No entanto, há muitos séculos, o ser humano transpôs a barreira de seus instintos mais primitivos. Gradativamente, no decorrer de alguns poucos milênios, a civilização em constante desenvolvimento “aculturou-se” o suficiente para prescindir da preeminência e liderança do seu elemento masculino: o homem. Em contraposição, a mulher iniciou-se em seu processo de independência, de libertação e, nos dias de hoje, caminha para consolidar a sua completa emancipação.
Se no passado os homens “precisavam” sobrepujar e dominar as mulheres a fim de exercerem adequadamente a sua função de defesa e proteção, hoje, embora a missão militar seja exercida principalmente pelos homens, tal posição já não lhes confere o direito de primazia e controle sobre as mulheres. Nas idades primitivas os humanos tinham muitos inimigos : além de outros grupos, animais perigosos e a própria inospitalidade do ambiente. É provável que devido a estes problemas eles foram forçados a se agregarem em unidades sociais cada vez maiores. (famílias em tribos; tribos em clãs e clãs em nações). O homem rude da antiguidade dominava as mulheres e crianças (excepcionalmente, alguns povos desenvolveram sociedades matriarcais) com a finalidade de preservação e sobrevivência mas, com certeza, desde estes primórdios e até aos dias de hoje, o elemento masculino, aproveitando-se desta posição, sujeitou e sujeita a mulher a seu mando, num grau bem acima do que lhe era e lhe é devido.
A mulher emancipada participa na “luta pela sobrevivência”, que agora traduz-se não na defesa contra “animais ferozes”, por ex, mas na conquista necessária aos meios de subsistência, na aquisição do conhecimento, nas regras de partilhamento e na criação dos princípios da convivência social.

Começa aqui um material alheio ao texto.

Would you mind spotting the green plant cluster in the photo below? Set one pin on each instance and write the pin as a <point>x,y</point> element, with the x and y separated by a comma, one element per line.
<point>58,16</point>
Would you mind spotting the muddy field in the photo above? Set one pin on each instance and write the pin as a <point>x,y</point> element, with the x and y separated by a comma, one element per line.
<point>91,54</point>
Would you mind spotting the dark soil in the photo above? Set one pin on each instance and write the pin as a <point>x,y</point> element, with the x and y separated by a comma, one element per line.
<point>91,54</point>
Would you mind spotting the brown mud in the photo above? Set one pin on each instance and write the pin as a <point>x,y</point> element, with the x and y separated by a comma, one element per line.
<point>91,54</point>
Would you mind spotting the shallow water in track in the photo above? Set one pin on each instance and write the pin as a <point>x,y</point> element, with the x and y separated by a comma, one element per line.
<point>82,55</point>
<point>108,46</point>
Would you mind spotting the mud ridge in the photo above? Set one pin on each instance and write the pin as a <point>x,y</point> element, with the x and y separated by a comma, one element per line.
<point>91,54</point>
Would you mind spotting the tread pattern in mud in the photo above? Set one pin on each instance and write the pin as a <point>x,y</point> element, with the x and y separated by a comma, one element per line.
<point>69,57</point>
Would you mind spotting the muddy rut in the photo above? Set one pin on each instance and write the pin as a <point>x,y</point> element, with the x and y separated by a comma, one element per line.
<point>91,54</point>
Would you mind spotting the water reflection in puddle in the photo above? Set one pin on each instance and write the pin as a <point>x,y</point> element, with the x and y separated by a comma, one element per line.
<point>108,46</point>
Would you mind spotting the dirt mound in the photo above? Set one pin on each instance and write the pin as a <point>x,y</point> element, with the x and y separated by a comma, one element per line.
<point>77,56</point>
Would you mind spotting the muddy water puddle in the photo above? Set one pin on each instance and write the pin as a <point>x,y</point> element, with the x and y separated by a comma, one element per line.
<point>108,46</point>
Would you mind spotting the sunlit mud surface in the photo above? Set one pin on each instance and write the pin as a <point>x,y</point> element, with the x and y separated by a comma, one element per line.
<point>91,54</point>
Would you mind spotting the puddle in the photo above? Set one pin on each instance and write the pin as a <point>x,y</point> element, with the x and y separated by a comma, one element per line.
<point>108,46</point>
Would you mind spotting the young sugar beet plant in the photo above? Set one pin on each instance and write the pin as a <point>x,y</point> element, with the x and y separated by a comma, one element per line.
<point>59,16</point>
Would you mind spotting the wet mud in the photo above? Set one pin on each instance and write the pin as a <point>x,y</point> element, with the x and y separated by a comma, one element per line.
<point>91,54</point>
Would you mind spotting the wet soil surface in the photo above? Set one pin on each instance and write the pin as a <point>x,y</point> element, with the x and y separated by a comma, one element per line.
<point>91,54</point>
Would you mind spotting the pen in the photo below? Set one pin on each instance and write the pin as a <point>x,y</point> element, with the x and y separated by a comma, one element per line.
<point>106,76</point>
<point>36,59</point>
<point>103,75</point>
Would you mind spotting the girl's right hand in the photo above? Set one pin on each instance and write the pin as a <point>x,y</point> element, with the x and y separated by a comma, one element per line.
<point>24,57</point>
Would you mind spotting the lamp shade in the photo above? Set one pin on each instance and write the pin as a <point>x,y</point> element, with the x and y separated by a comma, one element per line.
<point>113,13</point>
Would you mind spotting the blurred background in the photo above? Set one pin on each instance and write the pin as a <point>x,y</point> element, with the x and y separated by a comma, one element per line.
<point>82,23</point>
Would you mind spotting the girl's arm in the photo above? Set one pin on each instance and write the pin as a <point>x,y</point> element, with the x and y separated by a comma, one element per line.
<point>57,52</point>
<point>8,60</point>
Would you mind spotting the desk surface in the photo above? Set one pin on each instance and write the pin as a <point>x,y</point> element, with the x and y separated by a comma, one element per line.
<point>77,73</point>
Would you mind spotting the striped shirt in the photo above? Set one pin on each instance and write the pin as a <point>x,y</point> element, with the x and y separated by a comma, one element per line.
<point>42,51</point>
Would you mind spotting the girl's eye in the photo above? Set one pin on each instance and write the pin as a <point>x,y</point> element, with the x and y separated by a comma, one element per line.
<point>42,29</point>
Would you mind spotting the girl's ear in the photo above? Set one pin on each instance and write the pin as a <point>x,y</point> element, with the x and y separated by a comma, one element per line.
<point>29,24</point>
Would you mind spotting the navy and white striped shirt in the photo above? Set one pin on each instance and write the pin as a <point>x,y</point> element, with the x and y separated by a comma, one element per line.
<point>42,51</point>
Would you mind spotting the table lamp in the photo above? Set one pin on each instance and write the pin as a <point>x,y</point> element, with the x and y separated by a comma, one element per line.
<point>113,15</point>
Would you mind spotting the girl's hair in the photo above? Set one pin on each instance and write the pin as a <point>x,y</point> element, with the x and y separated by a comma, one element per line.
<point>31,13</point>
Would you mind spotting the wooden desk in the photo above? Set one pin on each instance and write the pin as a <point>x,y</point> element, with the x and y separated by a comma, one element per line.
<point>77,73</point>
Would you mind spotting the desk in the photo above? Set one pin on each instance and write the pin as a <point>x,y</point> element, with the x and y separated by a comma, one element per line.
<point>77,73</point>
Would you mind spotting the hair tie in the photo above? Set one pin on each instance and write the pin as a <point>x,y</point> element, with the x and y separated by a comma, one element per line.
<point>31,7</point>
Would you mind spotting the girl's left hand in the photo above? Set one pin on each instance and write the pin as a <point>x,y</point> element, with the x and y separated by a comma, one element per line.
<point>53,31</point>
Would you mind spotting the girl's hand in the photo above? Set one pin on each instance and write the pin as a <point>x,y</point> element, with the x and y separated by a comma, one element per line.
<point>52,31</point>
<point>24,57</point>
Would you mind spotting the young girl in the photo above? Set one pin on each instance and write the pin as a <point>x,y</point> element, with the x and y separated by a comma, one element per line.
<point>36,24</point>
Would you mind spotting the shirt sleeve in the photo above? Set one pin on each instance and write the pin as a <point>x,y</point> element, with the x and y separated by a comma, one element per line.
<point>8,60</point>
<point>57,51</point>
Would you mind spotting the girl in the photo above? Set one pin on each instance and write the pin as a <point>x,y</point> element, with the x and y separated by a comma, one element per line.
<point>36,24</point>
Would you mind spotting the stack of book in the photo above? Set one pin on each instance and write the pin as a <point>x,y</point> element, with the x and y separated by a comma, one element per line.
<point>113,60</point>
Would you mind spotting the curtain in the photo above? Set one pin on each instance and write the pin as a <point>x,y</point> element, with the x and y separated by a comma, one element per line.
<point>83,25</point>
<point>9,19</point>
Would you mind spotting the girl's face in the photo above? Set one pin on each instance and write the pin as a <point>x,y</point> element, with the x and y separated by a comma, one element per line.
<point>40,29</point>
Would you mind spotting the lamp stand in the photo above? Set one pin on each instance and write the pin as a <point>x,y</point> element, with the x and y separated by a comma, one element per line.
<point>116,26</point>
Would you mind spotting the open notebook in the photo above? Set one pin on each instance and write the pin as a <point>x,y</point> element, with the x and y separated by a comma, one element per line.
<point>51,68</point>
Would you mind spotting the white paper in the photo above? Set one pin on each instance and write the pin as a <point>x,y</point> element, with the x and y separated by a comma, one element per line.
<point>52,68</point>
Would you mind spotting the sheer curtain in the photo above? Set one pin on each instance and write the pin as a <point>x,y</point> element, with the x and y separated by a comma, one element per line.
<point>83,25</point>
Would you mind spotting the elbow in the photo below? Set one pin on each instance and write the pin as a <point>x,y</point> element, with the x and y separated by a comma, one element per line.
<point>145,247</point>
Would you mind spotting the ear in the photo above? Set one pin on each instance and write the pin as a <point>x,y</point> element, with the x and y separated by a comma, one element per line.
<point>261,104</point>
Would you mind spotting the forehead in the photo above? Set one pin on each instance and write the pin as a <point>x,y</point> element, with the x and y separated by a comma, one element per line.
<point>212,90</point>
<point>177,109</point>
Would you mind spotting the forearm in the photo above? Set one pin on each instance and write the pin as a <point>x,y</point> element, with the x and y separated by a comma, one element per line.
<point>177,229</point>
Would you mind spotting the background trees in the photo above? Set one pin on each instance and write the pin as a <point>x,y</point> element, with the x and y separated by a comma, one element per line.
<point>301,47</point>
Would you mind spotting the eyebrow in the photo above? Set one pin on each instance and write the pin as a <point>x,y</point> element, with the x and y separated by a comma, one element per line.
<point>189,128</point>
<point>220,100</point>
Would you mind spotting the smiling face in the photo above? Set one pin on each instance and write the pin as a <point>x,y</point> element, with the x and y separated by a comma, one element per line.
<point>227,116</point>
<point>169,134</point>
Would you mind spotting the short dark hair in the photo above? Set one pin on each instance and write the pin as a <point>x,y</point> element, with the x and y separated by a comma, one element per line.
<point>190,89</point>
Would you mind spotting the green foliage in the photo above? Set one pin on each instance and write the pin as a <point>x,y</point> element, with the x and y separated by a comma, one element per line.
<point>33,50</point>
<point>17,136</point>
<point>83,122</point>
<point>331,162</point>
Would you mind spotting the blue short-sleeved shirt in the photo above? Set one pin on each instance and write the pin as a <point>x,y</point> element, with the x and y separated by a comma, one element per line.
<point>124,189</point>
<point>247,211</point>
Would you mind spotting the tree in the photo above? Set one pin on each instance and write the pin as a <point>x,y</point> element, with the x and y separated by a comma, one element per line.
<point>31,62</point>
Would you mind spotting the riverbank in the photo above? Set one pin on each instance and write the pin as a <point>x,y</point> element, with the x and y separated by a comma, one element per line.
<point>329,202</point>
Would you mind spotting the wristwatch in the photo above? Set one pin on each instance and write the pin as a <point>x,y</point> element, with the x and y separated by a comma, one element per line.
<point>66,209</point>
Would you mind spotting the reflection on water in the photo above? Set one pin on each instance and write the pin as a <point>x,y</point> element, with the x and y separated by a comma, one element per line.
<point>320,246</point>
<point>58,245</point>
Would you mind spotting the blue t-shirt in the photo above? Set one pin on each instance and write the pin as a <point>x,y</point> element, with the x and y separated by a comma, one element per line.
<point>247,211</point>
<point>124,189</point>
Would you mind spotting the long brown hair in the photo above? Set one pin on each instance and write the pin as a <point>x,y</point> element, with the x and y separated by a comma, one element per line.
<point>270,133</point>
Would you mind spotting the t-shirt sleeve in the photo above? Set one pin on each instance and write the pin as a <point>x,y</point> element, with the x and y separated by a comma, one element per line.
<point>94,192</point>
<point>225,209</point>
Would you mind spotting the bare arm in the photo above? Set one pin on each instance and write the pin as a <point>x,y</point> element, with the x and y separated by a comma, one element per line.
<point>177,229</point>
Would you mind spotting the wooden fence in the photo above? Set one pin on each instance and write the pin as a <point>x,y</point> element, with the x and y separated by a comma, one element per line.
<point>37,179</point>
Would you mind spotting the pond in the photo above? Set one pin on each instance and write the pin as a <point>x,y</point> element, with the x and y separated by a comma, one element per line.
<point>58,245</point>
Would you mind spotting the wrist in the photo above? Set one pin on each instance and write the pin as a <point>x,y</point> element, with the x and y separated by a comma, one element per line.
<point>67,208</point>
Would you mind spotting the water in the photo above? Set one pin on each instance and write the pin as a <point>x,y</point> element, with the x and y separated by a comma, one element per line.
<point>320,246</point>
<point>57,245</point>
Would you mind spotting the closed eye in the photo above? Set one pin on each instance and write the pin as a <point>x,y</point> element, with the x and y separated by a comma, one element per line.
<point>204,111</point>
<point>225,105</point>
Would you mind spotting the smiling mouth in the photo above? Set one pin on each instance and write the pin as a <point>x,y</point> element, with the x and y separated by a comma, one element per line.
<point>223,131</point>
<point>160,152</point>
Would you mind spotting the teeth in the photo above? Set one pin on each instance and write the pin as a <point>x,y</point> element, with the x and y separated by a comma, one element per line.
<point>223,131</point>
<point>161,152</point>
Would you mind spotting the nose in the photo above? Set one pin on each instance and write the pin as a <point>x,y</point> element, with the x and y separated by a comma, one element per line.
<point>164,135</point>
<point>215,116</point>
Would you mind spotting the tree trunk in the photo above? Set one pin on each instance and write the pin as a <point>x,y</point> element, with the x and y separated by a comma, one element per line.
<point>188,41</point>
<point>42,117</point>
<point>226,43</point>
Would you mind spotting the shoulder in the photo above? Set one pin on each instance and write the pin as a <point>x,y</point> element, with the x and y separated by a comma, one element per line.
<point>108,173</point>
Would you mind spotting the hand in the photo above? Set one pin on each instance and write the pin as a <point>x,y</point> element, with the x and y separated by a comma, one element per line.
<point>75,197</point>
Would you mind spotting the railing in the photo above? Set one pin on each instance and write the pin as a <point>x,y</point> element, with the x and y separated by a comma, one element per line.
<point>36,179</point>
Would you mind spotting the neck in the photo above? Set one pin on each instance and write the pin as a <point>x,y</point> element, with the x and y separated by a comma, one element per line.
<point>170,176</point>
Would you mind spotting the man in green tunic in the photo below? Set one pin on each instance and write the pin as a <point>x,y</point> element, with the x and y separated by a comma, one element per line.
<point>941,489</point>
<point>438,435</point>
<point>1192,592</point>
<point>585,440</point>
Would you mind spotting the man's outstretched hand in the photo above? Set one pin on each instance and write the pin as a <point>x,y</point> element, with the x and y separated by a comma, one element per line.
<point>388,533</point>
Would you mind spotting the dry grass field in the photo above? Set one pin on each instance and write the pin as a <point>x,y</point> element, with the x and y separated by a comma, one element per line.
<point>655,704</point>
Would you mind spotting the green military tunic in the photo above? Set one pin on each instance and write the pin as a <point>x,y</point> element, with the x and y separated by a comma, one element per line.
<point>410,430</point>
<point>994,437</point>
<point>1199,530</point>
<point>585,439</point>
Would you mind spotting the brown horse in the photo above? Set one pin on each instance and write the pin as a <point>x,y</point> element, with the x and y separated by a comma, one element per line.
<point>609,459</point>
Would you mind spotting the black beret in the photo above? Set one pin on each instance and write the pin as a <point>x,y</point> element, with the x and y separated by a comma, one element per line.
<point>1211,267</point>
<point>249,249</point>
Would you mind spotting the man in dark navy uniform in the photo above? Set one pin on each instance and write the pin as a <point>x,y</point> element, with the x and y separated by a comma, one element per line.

Atualmente, pode-se afirmar que o único inimigo do ser humano é o próprio ser humano. E, em se considerando como defender-se de suas próprias ciladas, as mulheres são exímias lutadoras.
A mulher, possuidora de uma natureza mais intuitiva e interiorizada, dispõe-se positivamente a resolver conflitos pela diplomacia, pelo entendimento e pelo acordo final. É disso que os humanos de hoje necessitam para combaterem os seus maiores inimigos: as seqüelas de suas lutas passadas: o que restou de seu instinto de apropriação e domínio.
As mulheres devem dar continuidade a seu processo de emancipação e tornarem-se completamente livres das imposições e predomínios dos homens, até o ponto onde suas oportunidades, seus direitos e seus deveres se igualem.
Mulheres e homens devem prosseguir em sua luta contra aquilo que mais os prende às suas origens: o seu desejo desmedido de posse, de controle e de domínio. Só assim a verdadeira liberdade virá para ambos!